地方官不是主谋。
他们只是被拴在线上的珠子。
真正握线的人,还在京里。
而且地位不低。
想到这里,沈言忽然觉得后背有些发凉。
因为这意味着,今天在金殿上那些朝他投来惊疑、厌恶或打量目光的人里,很可能就有一个,甚至不止一个,是这张网真正的主人。
屋里静了很久。
良久,萧承珩才缓缓开口:“你觉得,京中谁最有可能。”
沈言看着他,没立刻回答。
这个问题太重。
重到一旦说出口,就不再是推理,而是把人真正推到悬崖边上。
他沉默片刻,只道:“臣现在没有证据,不敢乱指。”
“但臣敢肯定一件事。”
“什么?”
“从今天起,王爷不能只盯着盐税。”沈言低声道,“得盯人。”
“尤其是——那些看起来最不该有问题的人。
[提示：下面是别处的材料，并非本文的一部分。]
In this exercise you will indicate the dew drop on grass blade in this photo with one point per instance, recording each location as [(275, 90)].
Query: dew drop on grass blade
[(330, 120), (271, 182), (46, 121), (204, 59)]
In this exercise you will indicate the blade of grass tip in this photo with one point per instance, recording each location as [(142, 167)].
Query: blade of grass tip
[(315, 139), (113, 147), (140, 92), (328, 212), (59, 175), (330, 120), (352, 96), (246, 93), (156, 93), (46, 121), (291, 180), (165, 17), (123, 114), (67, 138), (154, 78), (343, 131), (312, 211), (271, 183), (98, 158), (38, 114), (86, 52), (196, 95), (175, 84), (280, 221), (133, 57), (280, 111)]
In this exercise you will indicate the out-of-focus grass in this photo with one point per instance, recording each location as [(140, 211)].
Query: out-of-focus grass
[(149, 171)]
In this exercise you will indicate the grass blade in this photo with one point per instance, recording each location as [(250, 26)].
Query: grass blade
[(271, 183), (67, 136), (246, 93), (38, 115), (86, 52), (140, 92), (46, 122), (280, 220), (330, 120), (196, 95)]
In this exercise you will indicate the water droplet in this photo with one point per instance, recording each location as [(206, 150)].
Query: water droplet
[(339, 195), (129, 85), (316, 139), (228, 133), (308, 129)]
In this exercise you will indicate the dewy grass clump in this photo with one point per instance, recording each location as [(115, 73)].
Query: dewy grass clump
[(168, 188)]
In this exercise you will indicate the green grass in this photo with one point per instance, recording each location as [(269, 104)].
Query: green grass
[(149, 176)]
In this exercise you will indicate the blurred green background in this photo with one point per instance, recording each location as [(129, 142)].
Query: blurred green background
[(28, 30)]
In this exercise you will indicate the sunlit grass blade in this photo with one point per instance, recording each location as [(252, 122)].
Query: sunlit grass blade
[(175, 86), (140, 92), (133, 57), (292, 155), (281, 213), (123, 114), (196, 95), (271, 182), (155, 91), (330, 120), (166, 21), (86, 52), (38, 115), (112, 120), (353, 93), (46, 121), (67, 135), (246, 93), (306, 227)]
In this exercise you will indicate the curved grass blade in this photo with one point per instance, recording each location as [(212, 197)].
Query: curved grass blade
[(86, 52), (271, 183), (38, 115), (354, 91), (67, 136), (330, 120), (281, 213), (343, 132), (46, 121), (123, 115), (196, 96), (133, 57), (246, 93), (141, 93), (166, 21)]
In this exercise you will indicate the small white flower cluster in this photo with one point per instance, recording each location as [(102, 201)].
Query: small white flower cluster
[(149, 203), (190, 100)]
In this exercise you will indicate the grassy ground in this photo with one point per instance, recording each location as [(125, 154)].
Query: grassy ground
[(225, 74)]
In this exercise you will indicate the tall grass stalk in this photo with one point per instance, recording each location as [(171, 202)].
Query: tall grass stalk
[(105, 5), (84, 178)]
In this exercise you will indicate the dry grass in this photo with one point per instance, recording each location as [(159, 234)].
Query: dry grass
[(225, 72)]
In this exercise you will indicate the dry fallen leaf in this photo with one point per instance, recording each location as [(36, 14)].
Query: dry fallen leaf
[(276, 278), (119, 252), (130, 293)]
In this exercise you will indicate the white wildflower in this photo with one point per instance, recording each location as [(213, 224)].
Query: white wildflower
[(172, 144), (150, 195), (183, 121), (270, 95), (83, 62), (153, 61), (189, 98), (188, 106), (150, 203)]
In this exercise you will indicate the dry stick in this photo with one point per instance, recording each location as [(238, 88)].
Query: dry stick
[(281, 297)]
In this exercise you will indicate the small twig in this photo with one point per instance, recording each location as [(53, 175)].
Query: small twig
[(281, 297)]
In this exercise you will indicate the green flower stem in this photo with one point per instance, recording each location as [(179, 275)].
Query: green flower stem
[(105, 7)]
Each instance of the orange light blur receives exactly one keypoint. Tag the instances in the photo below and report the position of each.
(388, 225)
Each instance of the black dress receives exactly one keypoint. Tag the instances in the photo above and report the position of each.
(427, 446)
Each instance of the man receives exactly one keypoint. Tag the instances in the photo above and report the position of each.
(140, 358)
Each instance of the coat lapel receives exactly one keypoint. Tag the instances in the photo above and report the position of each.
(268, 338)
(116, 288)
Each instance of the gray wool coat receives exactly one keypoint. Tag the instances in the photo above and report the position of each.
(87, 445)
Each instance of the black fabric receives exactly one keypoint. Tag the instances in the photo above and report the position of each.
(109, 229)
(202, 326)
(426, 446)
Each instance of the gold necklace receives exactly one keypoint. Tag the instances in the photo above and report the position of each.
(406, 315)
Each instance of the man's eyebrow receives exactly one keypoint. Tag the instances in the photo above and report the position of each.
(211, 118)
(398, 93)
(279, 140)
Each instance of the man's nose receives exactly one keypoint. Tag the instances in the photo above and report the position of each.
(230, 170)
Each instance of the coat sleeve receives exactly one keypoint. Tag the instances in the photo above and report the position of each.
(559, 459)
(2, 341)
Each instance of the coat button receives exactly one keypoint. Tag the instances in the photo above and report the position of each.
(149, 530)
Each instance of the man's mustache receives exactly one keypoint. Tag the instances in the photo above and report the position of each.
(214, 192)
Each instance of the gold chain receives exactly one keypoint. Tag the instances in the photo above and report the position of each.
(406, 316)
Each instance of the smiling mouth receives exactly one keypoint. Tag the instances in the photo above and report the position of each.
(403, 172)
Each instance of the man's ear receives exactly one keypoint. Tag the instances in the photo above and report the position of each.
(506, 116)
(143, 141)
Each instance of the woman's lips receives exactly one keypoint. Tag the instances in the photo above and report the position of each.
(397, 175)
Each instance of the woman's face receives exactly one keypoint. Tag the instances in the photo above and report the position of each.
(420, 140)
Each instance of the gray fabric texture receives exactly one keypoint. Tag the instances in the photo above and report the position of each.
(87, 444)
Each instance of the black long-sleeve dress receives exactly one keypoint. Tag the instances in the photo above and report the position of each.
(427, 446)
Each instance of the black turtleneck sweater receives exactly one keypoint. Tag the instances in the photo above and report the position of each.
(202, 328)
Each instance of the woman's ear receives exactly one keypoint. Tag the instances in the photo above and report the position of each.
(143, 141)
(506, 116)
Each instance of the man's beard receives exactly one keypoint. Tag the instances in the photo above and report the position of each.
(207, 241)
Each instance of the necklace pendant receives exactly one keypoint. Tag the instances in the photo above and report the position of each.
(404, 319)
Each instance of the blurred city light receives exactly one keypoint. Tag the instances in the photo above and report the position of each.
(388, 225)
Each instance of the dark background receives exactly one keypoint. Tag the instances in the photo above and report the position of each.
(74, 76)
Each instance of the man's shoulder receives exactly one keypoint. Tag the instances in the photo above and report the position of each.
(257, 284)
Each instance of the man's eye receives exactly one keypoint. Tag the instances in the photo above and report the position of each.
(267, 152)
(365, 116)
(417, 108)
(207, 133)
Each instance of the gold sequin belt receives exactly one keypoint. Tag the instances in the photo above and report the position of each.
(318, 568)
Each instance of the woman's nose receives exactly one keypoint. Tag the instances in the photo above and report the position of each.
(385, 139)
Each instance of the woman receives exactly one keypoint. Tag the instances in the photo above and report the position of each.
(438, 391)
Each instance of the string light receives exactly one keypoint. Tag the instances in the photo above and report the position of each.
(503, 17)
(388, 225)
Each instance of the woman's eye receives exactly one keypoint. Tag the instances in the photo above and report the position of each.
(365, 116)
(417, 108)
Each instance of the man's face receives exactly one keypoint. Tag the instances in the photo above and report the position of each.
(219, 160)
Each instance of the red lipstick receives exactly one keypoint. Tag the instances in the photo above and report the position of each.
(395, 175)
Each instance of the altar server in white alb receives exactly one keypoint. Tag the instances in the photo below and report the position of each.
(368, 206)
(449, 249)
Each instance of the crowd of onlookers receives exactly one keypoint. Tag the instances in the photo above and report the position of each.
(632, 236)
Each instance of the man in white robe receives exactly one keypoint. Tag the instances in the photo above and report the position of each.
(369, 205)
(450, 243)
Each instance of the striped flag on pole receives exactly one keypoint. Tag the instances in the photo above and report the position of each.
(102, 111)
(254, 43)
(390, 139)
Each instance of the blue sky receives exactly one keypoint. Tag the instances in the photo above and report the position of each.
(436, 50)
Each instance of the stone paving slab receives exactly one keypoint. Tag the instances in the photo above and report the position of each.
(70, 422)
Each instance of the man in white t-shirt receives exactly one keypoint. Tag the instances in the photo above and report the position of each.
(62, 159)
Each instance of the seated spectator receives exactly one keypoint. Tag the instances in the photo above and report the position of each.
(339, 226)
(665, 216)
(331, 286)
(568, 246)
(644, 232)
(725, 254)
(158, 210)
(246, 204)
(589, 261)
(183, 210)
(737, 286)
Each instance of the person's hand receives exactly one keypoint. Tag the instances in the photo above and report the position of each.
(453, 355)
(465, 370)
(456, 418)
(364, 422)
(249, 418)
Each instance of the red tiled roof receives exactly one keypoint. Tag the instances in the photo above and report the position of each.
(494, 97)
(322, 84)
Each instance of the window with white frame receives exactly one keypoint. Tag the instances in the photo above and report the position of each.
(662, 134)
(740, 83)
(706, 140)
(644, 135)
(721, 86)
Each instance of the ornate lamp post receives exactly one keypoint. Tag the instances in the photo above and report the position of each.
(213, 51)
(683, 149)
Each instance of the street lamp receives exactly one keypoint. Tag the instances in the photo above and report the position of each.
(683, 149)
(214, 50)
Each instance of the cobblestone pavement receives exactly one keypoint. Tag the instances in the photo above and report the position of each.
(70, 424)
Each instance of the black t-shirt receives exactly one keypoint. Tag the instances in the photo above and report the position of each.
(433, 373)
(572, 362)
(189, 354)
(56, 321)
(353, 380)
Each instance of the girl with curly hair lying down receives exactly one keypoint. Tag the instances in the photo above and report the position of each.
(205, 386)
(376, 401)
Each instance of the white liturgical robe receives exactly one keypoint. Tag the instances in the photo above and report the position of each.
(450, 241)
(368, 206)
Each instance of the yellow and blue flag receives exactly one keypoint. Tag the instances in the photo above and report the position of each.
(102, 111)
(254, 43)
”
萧承珩看着他,眸色深沉,像在衡量这句话后面的分量。
片刻后,他忽然道:“今日朝上,顾崇同你说了什么?”
沈言一怔,抬头看他。
“王爷是在怀疑顾太傅?”
“本王在问你。”
沈言想了想,如实道:“他说,年轻人有锋芒是好事,只是朝堂不是书斋,让我说话前多想想。”
“就这些?”
“就这些。”
他顿了顿,又补一句:“听起来像个脾气很好的长辈。”
萧承珩冷笑了一声:“你眼神确实不怎么样。”
沈言:“……”
这个人有时候骂得还挺自然。
不过玩笑归玩笑,他心里却真的动了一下。
顾崇今日在朝上那一番话,太稳,也太顺。
顺得像是既不怕沈言活着,也不怕盐税案被翻出来。
这样的人,要么问心无愧到极点,要么……就是底气足到极点。
沈言靠回椅背,闭了闭眼。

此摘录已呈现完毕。